Something New In America: Serious Opera, 1757

Artist’s rendition of original University of Pennsylvania buildings

In winter, 1757, around the same time of the city’s first public concert, students at the College of Philadelphia–to become the University of Pennsylvania–performed the first “serious” work of opera in America.

The College at this time was housed in a large building at the southwest corner of 4th and Arch Streets. The building had been constructed in 1740 as a church for the followers of noted Evangelist George Whitefield. In 1750 it was purchased by the Trustees of the Academy and Charitable School of Philadelphia, a group founded by Benjamin Franklin to establish an institution of higher learning and a school for the poor in the city. Classes began in 1751 under the direction of Provost William Smith. In 1755 the institution became the College of Philadelphia and then later the University of Pennsylvania.

Smith’s curriculum included training in oratory. As part of this training, the College presented dramatic vocal productions designed to serve as “oratorical exercises” for the students. The first of these productions was offered to the public over several nights in late January and early February 1757, 255 years ago. The performance featured Smith’s adaptation of the vocal work the Masque of Alfred by English composer Thomas Arne.

Francis Hopkinson

The masque was a form of English court entertainment that was a precursor to serious opera. The most popular form of musical theater in America at that time was the ballad opera, which, despite its name, was not opera as we know it today, but a lighthearted entertainment that was essentially a play with inserted songs. The “Masque of Alfred” as presented by the College of Philadelphia students in early 1757 was something different, something new in America: a dramatic production that integrated acting, music, scenery, and costumes. As such it was the first American presentation of a “serious” opera.

One of the participating musicians was a young student at the College, Francis Hopkinson, who probably also composed some music for the production. Hopkinson was part of the first graduating class of the College in 1757 and would go on to become a trustee of the College as well as one of our nation’s Founding Fathers and a Signer of the Declaration of Independence. He was also America’s first native-born poet-composer and a key figure in Philadelphia’s musical life in the late eighteenth century.

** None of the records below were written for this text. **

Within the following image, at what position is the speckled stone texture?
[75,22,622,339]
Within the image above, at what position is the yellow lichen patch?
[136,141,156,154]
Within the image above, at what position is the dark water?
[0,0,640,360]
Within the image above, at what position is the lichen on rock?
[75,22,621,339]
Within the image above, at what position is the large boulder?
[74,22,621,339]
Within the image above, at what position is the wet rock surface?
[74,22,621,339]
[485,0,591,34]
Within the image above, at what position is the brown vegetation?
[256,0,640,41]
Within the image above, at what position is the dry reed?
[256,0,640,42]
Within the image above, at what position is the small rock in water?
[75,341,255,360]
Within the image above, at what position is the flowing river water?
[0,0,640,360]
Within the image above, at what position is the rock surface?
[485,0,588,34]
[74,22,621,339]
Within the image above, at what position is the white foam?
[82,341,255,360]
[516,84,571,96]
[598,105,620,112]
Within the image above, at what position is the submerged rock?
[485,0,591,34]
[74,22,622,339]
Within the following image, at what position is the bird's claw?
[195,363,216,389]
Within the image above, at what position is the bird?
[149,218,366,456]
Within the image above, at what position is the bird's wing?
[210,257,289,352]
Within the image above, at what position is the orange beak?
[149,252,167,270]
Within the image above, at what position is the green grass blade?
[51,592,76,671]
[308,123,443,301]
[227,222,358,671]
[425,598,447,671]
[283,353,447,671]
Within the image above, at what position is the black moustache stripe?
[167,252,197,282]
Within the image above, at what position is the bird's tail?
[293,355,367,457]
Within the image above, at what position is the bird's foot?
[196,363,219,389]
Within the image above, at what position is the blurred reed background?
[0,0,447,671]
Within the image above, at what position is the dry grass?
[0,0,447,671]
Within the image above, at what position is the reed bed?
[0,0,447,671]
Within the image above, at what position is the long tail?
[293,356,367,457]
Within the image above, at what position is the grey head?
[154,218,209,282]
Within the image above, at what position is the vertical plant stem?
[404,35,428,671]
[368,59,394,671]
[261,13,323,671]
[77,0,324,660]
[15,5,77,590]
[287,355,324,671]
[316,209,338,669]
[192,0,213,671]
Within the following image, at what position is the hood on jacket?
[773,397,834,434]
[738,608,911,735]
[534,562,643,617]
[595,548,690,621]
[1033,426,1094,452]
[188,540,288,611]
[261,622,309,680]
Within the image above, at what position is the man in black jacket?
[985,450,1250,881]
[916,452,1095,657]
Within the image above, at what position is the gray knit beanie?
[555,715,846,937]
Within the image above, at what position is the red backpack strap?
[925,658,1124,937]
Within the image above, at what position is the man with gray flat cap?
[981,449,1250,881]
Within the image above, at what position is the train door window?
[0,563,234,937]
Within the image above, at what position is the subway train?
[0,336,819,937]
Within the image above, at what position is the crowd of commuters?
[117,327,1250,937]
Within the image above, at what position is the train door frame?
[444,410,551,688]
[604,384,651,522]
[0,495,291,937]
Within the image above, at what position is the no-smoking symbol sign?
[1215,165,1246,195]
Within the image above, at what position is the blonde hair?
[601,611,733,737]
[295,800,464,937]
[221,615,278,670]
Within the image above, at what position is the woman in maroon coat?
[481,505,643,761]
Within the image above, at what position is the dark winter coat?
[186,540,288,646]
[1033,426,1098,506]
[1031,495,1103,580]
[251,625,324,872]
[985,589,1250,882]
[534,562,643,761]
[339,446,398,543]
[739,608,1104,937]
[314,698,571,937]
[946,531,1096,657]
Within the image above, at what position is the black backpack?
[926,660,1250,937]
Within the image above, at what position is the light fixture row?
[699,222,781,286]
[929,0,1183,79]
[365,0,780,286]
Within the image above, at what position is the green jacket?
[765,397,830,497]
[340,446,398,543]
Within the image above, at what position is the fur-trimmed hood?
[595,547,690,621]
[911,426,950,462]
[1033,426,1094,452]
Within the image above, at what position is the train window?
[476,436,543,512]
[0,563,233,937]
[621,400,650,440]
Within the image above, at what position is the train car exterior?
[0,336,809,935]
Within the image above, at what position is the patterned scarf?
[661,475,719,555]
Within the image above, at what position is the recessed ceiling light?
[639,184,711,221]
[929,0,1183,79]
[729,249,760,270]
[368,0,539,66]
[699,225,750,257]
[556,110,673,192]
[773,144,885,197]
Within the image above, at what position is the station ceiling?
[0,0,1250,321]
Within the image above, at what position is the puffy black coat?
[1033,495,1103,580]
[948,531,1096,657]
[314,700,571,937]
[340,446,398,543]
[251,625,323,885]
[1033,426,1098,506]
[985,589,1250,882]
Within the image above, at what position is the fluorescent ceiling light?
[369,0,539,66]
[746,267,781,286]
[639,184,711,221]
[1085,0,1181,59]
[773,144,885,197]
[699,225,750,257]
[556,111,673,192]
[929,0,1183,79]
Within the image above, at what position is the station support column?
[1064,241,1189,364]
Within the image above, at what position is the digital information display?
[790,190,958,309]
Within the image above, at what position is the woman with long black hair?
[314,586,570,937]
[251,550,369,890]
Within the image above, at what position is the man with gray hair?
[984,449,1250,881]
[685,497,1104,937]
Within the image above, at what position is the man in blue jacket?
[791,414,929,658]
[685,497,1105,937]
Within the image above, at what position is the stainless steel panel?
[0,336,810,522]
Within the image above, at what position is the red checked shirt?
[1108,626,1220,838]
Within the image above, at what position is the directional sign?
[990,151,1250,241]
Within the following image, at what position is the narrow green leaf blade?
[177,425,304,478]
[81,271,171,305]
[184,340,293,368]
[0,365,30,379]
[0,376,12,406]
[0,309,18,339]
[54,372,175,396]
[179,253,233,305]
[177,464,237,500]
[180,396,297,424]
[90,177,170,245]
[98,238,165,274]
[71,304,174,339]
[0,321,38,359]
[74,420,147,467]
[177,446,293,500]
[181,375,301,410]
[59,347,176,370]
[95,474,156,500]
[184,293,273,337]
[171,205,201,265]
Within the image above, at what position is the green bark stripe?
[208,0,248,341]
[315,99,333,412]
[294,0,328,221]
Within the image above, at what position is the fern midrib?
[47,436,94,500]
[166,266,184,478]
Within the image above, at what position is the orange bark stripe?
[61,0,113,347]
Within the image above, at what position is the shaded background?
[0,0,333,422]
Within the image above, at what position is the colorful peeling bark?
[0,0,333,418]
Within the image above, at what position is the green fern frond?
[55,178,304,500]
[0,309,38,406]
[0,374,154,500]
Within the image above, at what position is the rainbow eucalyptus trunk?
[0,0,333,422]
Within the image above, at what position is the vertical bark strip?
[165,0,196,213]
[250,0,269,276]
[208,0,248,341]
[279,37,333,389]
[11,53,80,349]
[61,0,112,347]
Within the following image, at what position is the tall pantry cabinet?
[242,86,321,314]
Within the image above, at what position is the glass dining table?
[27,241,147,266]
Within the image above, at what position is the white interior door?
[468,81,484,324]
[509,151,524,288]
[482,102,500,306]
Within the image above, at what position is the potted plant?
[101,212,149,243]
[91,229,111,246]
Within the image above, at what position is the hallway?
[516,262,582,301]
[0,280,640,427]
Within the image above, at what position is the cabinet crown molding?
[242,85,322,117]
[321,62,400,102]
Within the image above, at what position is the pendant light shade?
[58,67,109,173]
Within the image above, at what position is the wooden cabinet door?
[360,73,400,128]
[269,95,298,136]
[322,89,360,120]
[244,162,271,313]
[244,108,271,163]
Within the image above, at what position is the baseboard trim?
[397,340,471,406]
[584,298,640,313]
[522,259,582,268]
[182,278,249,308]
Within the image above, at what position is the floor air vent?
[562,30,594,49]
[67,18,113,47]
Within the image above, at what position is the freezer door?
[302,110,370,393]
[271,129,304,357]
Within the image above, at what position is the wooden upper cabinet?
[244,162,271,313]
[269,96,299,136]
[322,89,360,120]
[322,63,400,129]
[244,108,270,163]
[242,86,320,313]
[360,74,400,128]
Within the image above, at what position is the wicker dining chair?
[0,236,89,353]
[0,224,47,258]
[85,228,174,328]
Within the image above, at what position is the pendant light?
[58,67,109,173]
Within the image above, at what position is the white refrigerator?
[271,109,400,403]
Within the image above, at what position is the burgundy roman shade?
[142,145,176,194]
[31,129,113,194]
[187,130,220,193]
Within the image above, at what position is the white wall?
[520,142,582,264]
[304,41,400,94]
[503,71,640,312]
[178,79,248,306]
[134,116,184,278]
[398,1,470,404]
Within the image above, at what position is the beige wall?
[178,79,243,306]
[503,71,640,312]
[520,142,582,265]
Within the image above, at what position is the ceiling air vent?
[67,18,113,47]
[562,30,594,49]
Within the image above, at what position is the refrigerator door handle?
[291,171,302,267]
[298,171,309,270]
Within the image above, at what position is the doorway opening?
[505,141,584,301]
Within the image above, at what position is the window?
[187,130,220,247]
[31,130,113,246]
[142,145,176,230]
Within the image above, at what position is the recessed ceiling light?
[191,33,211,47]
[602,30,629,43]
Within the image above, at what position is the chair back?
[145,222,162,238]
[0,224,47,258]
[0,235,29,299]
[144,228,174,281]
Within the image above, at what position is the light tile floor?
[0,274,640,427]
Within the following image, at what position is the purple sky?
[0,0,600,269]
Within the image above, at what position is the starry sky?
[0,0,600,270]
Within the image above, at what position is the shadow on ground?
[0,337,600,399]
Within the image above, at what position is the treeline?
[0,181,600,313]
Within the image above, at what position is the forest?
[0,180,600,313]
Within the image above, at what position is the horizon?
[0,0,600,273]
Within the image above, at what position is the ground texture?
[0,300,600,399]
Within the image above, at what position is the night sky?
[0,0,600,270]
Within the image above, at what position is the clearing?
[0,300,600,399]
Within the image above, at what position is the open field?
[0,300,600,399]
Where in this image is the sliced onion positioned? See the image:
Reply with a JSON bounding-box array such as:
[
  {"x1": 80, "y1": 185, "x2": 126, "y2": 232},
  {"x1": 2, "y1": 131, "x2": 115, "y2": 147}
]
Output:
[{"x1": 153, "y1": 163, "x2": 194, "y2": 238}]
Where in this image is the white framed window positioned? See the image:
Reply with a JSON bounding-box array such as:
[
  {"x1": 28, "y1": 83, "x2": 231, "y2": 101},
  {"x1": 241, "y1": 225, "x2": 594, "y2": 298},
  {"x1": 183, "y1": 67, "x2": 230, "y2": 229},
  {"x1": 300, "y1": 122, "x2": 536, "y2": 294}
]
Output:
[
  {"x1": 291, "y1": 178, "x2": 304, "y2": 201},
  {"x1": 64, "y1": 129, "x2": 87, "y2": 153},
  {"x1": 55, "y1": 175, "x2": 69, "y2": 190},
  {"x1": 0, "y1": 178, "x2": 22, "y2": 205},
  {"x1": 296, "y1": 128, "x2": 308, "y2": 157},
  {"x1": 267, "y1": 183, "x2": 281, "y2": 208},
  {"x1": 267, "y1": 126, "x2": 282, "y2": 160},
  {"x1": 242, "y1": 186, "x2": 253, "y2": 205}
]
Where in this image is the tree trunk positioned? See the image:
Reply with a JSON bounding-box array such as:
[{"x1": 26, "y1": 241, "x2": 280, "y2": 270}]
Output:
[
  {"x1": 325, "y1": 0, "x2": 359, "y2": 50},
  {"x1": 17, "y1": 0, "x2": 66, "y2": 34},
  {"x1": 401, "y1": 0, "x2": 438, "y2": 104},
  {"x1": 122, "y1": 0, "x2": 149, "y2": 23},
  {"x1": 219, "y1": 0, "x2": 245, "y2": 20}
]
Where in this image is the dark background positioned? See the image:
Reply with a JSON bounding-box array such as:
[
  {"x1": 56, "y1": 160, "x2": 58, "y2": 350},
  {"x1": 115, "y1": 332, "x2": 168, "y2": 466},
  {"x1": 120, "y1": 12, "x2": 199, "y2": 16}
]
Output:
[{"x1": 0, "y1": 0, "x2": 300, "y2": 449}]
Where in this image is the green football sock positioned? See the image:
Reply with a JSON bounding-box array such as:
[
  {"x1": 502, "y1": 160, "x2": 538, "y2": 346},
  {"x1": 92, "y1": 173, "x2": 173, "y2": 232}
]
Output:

A newspaper review of the “Masque of Alfred” performance noted,
With Regard to the young Gentlemen who so lately entertained the Town with this Performance, the Applause they met with, from Crowded and Discerning Audiences, during the several Nights of its Representation, is the best proof of their Merit … to see a number of young proficients in music and oratory, capable of presenting to advantage, in all the complexity of its parts, so difficult and beautiful a performance as that of Alfred, would be an honor to the taste and improvement of any country.

The University of Pennsylvania grew and expanded and eventually moved to 9th and Chestnut Streets and then to its present location in West Philadelphia. Its original 4th and Arch Street site is now occupied by a Holiday Inn. Adjoining the Holiday Inn to the west is Christ Church Burial Ground, where both Francis Hopkinson and Benjamin Franklin lie in repose, just yards from the original home of the University in which they played a prominent role and which gave America its first opera performance.

About the author

Jack McCarthy is a certified archivist and longtime Philadelphia area archival/historical consultant. He is currently directing a project for the Historical Society of Pennsylvania focusing on the archival collections of the region’s many small historical institutions. He recently concluded work as consulting archivist and researcher for Going Black: The Legacy of Philly Soul Radio, an audio documentary on the history of Philadelphia Black radio, and served as consulting archivist for the Philadelphia Orchestra's 2012-2013 Leopold Stokowski centennial celebration. Jack has a master’s degree in music history from West Chester University and is particularly interested in the history of Philadelphia music. He is also involved in Northeast Philadelphia history. He is co-founder of the Northeast Philadelphia History Network, founding director of the Northeast Philadelphia Hall of Fame, and president of Friends of Northeast Philadelphia History.

Send him a message at: jacksnotes88[at]verizon[dot]net



3 Comments


  1. Interstingly, at the same time this was happening, the first public concert in Philadelphia occurred in the Assembly Room on Lodge Alley (near Second and Chestnut (or Walnut) Streets) under the direction of a John Palma. The fist such concert was on January 25, 1757; the second was on March 17. This appears to be the first known chamber music subscription series in the colonies, as well as the first known public concert in America). Among those who attended the second concert was a young colonel named George Washington. Tickets cost a dollar. Unfortunately, no programs survive of these momentous shows.